The Ottawa Senators were facing elimination Wednesday against Montreal, but got a stellar performance from goalie Craig Anderson and a clutch goal from Mike Hoffman to pull out a 1-0 win and make the series 3-1 in favor of the Canadiens. The Sens played a near-perfect game, but they'll probably need to do that every game to beat Carey Price & Co.
The Hockey News

The Hockey News

With a mountainous task before them heading into Game 4 of their first-round playoff showdown against Montreal, the Ottawa Senators understood there was no room for error against a Canadiens team that made the most of its chances to go up 3-0 in the series. And Wednesday night at Canadian Tire Centre, that's just what the Sens did, putting a lid on Montreal's offense, getting a terrific showing from veteran goalie Craig Anderson, and shutting out the Habs 1-0 to stave off elimination for at least one more game. They were as next-to-flawless as it gets, and that's the good news. They're capable of putting together a complete and airtight 60 minutes of post-season hockey.

The not-so-good news? They're probably going to have to be just as mistake-free the rest of the series if they're to win it, because it wasn't as if the Canadiens were that far off in Game 4, either. Montreal didn't have their best game, but they're also able to play the perfect game the Sens played against them Wednesday. And that just has to happen once in the next three games to send Ottawa home for the summer.

With due respect to first-year netminding sensation Andrew "The Hamburlgar" Hammond, it's no coincidence removing him and inserting Anderson in net has led to Ottawa allowing just two goals in the last two games of this series after surrendering seven in the first two. Anderson has brought a calm to the Senators' defensive zone and has stopped 61 of 63 shots in Games 3 and 4, including 25 Wednesday for his third career playoff shutout. He's had some hot streaks in the past, so it's not at all out of the question to envision him giving Canadiens superstar Carey Price a run for his money and carrying the Senators back into the series.

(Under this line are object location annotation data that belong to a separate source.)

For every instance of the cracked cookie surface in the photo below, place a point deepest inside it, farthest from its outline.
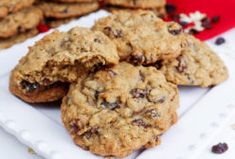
(19, 22)
(67, 10)
(59, 59)
(120, 109)
(141, 37)
(197, 65)
(13, 6)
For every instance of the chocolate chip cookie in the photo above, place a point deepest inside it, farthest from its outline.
(58, 59)
(120, 109)
(137, 3)
(67, 10)
(19, 22)
(197, 65)
(13, 6)
(8, 42)
(141, 37)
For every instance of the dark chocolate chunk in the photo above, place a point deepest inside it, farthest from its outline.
(140, 122)
(138, 93)
(182, 66)
(219, 148)
(111, 106)
(29, 87)
(137, 59)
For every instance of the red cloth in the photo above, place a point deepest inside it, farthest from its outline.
(223, 8)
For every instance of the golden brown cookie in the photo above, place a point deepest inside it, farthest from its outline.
(67, 10)
(197, 65)
(59, 59)
(141, 37)
(121, 109)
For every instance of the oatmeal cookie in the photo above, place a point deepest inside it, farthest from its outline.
(141, 37)
(197, 65)
(120, 109)
(59, 59)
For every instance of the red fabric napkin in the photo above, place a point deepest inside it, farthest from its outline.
(223, 8)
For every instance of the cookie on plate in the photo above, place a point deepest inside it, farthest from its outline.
(59, 59)
(197, 65)
(120, 109)
(141, 37)
(67, 10)
(8, 42)
(19, 22)
(143, 4)
(12, 6)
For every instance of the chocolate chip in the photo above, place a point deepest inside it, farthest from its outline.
(97, 93)
(170, 8)
(137, 59)
(215, 19)
(152, 113)
(206, 23)
(112, 73)
(97, 40)
(97, 67)
(138, 93)
(90, 132)
(182, 66)
(29, 87)
(111, 106)
(219, 148)
(113, 33)
(140, 122)
(74, 127)
(219, 41)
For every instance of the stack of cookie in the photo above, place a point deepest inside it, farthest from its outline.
(118, 80)
(59, 12)
(18, 21)
(157, 6)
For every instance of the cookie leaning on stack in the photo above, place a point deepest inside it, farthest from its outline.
(19, 23)
(58, 60)
(142, 38)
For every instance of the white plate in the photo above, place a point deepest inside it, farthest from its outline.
(203, 112)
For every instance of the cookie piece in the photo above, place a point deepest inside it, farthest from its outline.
(19, 22)
(143, 4)
(120, 109)
(8, 42)
(13, 6)
(197, 65)
(67, 10)
(59, 59)
(141, 37)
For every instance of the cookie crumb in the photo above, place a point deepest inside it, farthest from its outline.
(219, 41)
(219, 148)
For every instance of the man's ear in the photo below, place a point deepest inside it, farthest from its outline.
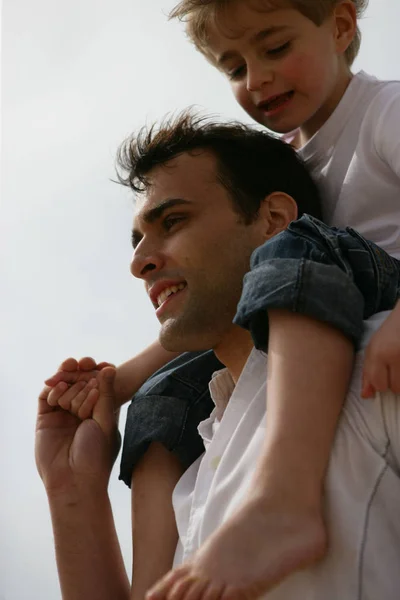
(276, 212)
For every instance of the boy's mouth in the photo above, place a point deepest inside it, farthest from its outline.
(275, 102)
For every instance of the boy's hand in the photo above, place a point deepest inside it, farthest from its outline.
(78, 400)
(69, 450)
(382, 358)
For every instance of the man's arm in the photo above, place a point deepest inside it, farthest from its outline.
(74, 460)
(89, 559)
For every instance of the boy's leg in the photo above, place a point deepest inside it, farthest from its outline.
(154, 532)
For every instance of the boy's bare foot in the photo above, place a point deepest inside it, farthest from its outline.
(252, 552)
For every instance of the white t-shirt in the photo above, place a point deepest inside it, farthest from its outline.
(362, 486)
(355, 160)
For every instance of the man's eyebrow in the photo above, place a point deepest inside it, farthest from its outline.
(257, 37)
(155, 213)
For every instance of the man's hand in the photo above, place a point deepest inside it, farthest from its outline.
(70, 451)
(78, 400)
(382, 358)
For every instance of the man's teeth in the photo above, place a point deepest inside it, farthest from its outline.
(168, 291)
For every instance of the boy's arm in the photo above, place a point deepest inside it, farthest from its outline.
(381, 370)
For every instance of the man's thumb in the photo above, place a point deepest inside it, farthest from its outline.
(103, 412)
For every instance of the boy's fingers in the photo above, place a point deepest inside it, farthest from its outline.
(103, 412)
(87, 363)
(69, 364)
(86, 409)
(102, 365)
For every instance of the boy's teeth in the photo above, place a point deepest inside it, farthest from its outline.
(168, 291)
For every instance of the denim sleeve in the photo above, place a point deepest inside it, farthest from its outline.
(167, 409)
(296, 273)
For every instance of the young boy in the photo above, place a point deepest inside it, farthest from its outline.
(289, 66)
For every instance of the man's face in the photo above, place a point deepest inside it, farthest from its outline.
(192, 250)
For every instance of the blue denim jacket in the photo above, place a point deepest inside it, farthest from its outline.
(330, 274)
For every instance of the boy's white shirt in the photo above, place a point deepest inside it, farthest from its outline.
(362, 486)
(355, 160)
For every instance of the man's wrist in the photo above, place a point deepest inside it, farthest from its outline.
(77, 492)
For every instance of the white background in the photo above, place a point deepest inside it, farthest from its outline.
(77, 77)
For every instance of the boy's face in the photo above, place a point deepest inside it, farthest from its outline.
(285, 71)
(191, 250)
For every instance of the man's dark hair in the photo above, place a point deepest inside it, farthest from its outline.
(251, 163)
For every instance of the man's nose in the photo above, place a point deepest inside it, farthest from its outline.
(258, 74)
(143, 263)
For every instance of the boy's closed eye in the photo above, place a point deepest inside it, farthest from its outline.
(278, 50)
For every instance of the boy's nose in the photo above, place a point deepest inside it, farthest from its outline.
(257, 76)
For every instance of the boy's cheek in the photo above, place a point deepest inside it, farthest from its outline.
(244, 99)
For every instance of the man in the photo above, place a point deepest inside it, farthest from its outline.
(191, 236)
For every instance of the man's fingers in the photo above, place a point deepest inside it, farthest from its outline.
(43, 406)
(375, 379)
(66, 376)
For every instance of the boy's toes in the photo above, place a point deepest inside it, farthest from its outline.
(213, 591)
(190, 587)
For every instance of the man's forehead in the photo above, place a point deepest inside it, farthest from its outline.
(184, 177)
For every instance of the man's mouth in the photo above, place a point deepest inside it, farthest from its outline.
(167, 292)
(275, 102)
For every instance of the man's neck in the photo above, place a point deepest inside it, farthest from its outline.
(234, 350)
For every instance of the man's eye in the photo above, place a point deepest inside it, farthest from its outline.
(237, 73)
(279, 49)
(170, 221)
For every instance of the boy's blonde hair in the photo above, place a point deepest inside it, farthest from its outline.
(199, 13)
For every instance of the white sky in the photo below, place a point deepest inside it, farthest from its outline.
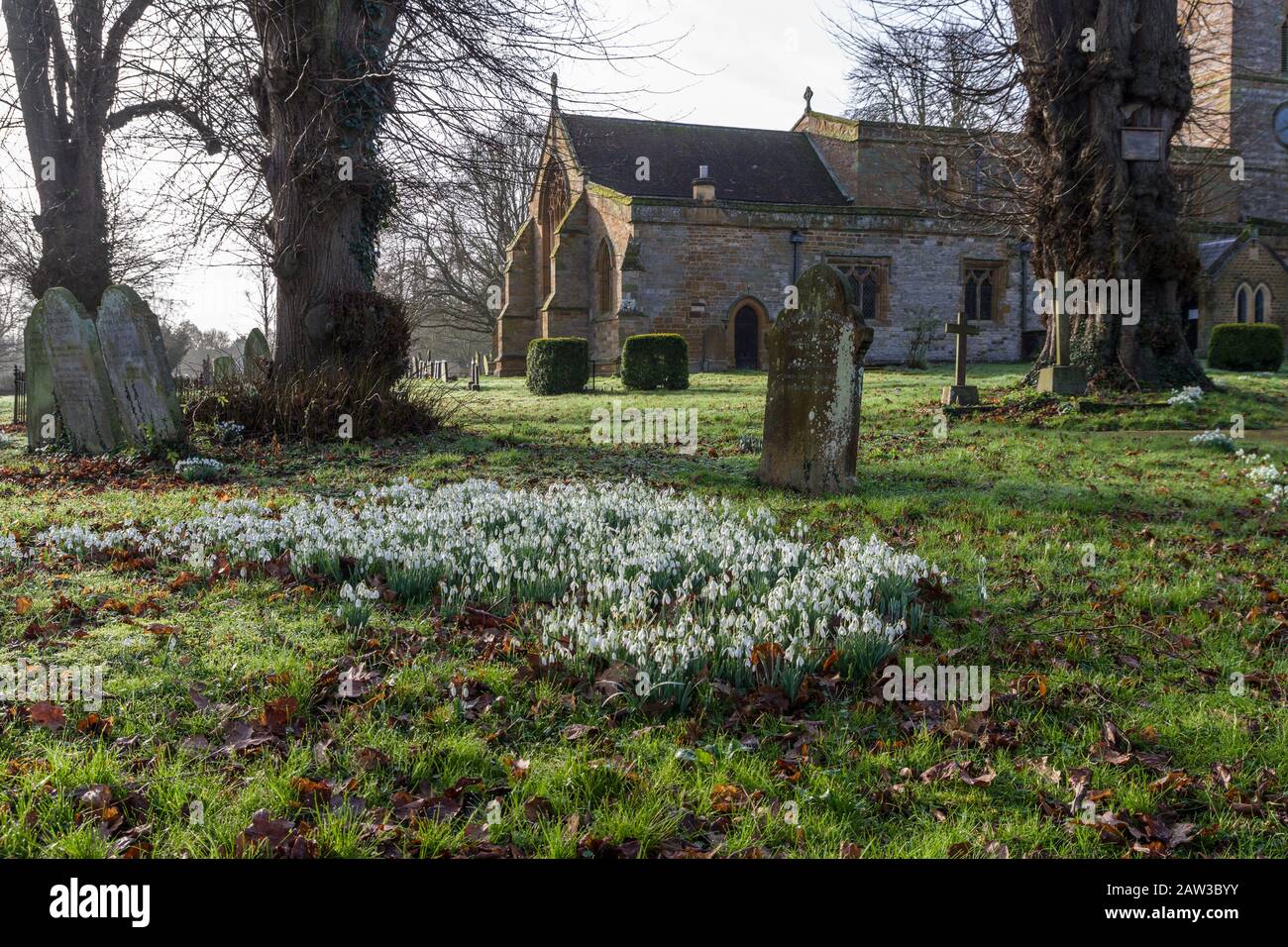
(737, 62)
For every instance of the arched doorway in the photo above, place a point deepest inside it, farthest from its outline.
(554, 205)
(746, 338)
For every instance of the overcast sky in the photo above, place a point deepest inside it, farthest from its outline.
(735, 62)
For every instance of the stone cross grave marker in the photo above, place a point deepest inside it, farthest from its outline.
(815, 388)
(138, 368)
(1061, 377)
(40, 379)
(257, 357)
(958, 392)
(81, 385)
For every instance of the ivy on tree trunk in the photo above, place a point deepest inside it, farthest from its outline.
(321, 95)
(1100, 217)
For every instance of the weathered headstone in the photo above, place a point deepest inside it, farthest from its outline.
(257, 357)
(42, 405)
(815, 386)
(961, 393)
(81, 385)
(138, 368)
(1061, 377)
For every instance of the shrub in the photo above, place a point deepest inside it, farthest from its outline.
(1240, 347)
(198, 470)
(558, 367)
(372, 334)
(657, 360)
(309, 406)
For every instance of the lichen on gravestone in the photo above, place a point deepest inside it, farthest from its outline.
(42, 406)
(138, 368)
(815, 388)
(81, 386)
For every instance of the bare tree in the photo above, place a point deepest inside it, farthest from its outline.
(357, 102)
(1078, 71)
(445, 252)
(82, 71)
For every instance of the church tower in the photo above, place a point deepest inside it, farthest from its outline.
(1240, 95)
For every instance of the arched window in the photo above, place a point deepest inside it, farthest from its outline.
(979, 282)
(1261, 304)
(605, 278)
(554, 205)
(870, 291)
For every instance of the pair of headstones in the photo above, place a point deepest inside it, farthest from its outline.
(815, 386)
(108, 379)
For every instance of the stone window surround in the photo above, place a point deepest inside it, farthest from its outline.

But let's be real here – if Ottawa has to pin all their hopes on Anderson, it's going to be over for the Sens sooner than later. They need the whole roster acting in unison as a giant human battering ram if they're going to push through the wall Price puts up in Montreal's net every night. They need guys like 22-year-old center Jean-Gabriel Pageau dominating in the faceoff circle the way he did in Game 4, winning nine of 14 draws (including six of eight in the defensive zone). They need blueliner Marc Methot to give them what he gave them Wednesday: 25:23 of stellar ice time (including 3:57 on the penalty kill) and a game-high six hits. And they needed that clutch goal from Mike Hoffman, who played just 12:54, yet registered as many shots (four) as any of his teammates.

The Canadiens did have some excellent scoring opportunities – most notably, Brandon Prust's shorthanded breakaway in the second frame – but the Senators cut down on Montreal's shot attempts in every period (from 11 in the first, to 10 in the second, and just seven in the third) while increasing their own shot count after every 20-minute interval. That's the sign of a disciplined team the Habs can't take lightly at this point. Ottawa has found its groove with Anderson, and the memory of their stirring run to the playoffs isn't so faded that they stopped believing in themselves after going down 3-0. Being swept would have been an indignity to the great character the Sens have shown, and now that they understand the Canadiens can be beaten, they've got something to build on.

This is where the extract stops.